For I was an hungred, and ye gave me no meat: I was thirsty, and ye gave me no drink:
I was a stranger, and ye took me not in: naked, and ye clothed me not: sick, and in prison, and ye visited me not.
Then shall they also answer him, saying, Lord, when saw we thee an hungred, or athirst, or a stranger, or naked, or sick, or in prison, and did not minister unto thee?Matthew 25:44. Self-justification, by repelling the accusation as unwarranted.
καὶ αὐτοί] they too; for their answer is in exact correspondence with that of the righteous.
πότε … καὶ οὐ διηκονής. σοι] when saw we Thee hungry, etc., without ministering to Thee? What was the occasion on which, according to Thy accusation, we saw Thee hungry, and did not give Thee food? Such an occasion never occurred; as we have never seen Thee in such circumstances, so can we never have refused Thee our good services. In this self-justification it is assumed that if they had seen Him, they would have shown their love toward Him.
Then shall he answer them, saying, Verily I say unto you, Inasmuch as ye did it not to one of the least of these, ye did it not to me.
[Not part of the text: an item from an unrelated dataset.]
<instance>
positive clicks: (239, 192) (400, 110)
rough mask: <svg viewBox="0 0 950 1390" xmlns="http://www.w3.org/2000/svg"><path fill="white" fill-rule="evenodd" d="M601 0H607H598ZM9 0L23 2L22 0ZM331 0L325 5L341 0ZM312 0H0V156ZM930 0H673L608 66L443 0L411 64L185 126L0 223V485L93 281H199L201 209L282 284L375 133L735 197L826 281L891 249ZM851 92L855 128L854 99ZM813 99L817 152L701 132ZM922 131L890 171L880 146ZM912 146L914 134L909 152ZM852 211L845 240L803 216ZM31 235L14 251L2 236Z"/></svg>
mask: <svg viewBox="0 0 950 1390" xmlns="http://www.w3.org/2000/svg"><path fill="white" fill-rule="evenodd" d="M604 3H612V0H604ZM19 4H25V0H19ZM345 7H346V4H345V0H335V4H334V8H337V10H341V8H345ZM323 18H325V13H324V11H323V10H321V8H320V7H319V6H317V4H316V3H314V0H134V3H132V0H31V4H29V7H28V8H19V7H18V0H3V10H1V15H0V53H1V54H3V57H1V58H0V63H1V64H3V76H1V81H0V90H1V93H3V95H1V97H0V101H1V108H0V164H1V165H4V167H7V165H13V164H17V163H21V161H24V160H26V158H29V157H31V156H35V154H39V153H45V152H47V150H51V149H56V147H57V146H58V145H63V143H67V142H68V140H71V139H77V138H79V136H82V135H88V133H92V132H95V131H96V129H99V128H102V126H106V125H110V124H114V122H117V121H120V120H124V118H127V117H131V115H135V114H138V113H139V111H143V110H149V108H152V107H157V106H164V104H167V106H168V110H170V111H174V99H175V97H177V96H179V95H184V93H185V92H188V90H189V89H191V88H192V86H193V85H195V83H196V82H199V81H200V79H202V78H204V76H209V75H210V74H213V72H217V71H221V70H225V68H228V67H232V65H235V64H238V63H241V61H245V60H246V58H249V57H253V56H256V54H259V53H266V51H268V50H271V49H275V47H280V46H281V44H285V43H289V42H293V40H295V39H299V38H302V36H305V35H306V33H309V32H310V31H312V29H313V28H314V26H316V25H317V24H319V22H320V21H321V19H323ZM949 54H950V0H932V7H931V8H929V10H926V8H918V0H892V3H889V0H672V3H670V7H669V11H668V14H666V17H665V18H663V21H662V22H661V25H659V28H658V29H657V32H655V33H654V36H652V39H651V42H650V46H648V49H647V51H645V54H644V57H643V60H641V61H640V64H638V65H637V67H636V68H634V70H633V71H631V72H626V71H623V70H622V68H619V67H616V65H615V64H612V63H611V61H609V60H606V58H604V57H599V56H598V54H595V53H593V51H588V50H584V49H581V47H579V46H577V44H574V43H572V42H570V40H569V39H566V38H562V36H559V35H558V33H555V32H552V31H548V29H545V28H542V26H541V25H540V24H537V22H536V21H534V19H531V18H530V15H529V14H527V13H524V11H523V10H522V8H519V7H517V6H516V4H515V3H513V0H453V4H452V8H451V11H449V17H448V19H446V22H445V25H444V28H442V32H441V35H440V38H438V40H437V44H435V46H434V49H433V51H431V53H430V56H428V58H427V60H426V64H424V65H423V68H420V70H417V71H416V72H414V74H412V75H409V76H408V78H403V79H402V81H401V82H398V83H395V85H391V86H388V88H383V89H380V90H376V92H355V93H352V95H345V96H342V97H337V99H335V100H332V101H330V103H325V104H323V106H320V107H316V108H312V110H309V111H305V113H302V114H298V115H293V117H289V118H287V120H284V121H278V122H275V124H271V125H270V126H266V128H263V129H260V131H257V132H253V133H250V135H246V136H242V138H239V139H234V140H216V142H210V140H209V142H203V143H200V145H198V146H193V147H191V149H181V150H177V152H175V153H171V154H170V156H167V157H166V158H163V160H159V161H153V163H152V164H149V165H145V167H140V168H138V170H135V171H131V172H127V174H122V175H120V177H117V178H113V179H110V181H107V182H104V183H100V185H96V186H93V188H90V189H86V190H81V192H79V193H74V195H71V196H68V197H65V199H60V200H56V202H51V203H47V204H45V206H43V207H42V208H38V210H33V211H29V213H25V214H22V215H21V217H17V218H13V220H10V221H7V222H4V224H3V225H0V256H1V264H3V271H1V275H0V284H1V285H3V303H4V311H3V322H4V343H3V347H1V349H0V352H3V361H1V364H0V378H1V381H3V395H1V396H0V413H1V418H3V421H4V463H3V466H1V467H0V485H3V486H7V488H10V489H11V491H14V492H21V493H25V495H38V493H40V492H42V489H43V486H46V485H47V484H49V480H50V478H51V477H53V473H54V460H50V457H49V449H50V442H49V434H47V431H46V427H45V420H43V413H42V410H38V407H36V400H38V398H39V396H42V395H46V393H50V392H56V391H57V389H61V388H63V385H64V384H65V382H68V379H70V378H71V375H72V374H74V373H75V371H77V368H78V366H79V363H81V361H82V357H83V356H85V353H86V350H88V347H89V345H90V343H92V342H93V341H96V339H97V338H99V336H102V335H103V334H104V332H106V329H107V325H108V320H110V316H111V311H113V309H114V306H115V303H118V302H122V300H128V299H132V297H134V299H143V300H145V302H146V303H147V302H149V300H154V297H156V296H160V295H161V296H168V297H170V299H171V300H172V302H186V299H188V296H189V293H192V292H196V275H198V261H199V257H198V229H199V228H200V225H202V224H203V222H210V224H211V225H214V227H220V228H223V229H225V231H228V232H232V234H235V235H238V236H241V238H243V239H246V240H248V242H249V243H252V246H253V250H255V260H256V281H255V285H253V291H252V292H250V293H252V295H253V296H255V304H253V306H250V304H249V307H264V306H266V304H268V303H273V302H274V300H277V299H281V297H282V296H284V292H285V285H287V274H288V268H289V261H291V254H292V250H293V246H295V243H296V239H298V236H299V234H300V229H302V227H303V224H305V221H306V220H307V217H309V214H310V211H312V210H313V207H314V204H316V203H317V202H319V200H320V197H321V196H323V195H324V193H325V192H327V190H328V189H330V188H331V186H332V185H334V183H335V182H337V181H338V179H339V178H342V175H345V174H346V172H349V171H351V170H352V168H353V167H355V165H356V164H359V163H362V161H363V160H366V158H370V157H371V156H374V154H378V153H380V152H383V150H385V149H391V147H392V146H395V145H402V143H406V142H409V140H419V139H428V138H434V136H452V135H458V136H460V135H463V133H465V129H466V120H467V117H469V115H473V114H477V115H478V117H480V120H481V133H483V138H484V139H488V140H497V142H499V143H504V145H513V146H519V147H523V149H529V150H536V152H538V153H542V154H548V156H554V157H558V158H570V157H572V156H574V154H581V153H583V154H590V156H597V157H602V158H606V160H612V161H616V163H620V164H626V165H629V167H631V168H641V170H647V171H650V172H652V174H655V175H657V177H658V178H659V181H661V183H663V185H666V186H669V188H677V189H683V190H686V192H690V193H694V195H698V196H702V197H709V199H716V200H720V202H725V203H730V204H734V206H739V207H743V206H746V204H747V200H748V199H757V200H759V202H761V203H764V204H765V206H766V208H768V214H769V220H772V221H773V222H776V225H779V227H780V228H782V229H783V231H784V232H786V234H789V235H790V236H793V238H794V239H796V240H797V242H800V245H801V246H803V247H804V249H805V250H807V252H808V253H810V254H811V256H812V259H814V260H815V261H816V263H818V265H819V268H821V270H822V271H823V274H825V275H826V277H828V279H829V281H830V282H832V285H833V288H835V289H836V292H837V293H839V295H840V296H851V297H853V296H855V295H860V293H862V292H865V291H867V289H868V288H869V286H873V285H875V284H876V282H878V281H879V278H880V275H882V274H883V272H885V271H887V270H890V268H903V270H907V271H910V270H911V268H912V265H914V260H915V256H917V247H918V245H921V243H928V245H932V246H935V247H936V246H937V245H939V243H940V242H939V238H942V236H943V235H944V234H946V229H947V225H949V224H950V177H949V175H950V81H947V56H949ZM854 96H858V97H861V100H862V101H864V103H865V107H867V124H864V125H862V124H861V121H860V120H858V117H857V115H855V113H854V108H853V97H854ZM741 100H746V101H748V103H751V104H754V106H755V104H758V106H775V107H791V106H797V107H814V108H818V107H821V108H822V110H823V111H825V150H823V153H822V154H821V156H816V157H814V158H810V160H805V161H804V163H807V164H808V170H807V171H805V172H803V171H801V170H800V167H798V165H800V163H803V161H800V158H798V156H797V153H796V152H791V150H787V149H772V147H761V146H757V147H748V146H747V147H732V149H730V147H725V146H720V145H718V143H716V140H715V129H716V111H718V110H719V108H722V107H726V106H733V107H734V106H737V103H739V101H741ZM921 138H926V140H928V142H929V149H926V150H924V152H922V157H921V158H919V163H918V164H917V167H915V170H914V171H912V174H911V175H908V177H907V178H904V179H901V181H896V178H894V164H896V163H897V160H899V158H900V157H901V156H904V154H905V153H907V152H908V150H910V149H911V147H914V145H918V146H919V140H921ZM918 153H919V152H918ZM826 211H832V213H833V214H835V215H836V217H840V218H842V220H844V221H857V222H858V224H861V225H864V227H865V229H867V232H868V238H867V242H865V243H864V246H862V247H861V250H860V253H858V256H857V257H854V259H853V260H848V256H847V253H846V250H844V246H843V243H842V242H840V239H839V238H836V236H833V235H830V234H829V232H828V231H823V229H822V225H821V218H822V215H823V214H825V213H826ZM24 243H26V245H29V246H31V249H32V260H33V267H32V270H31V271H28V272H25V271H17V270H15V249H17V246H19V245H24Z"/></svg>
And these shall go away into everlasting punishment: but the righteous into life eternal.Matthew 25:46. Comp. Daniel 12:2. The absolute idea of eternity, in regard to the punishment of hell (comp. Matthew 25:41), is not to be got rid of either by a popular toning down of the force of αἰώνιος (Paulus), or by appealing (de Wette, Schleiermacher, Oetinger) to the figurative character of the term fire and the supposed incompatibility between the idea of eternity and such a thing as evil and its punishment, any more than by the theory that the whole representation is intended simply by way of warning (according to which view it is not meant thereby to throw light upon the eternal nature of things, but only to portray the κρίσις, i.e. the cessation of the conflict between good and evil by the extinction of the latter); but is to be regarded as exegetically established in the present passage (comp. Matthew 3:12, Matthew 18:8) by the opposed ζωὴν αἰώνιον, which denotes the everlasting Messianic life (Kaeuffer, as above, p. 21); comp. also Weizel in the Stud. u. Krit. 1836, p. 605 ff.; Schmid in the Jahrb. f. D. Theol. 1870, p. 136 ff.
οἱ δὲ δίκαιοι] “hoc ipso judicio declarati,” Bengel. Comp. Romans 5:19.
Because the judgment is a judgment of Christians (see on Matthew 25:31), faith is presupposed though not formally mentioned. The truth is, the Judge regulates His decision according to the way in which faith has been evidenced by love (1 Corinthians 13:1 ff.; John 13:35), without which as its necessary fruit faith does not save (Galatians 5:6). Comp. Apol. Conf. A, p. 138. The manifestations of love, as forming the principle of the Christian’s life, accordingly constitute the πρᾶξις by which he is to be judged (Matthew 16:27; 2 Corinthians 5:10). Comp. Matthew 5:7. But, in so far as, according to this concrete view of the judgment, Jesus bases His sentence upon the principle that love shown to or withheld from the least of His brethren is the same as love shown to or withheld from Himself, He does so in harmony with the view contained in Matthew 18:5, Matthew 10:40. Comp. John 13:20.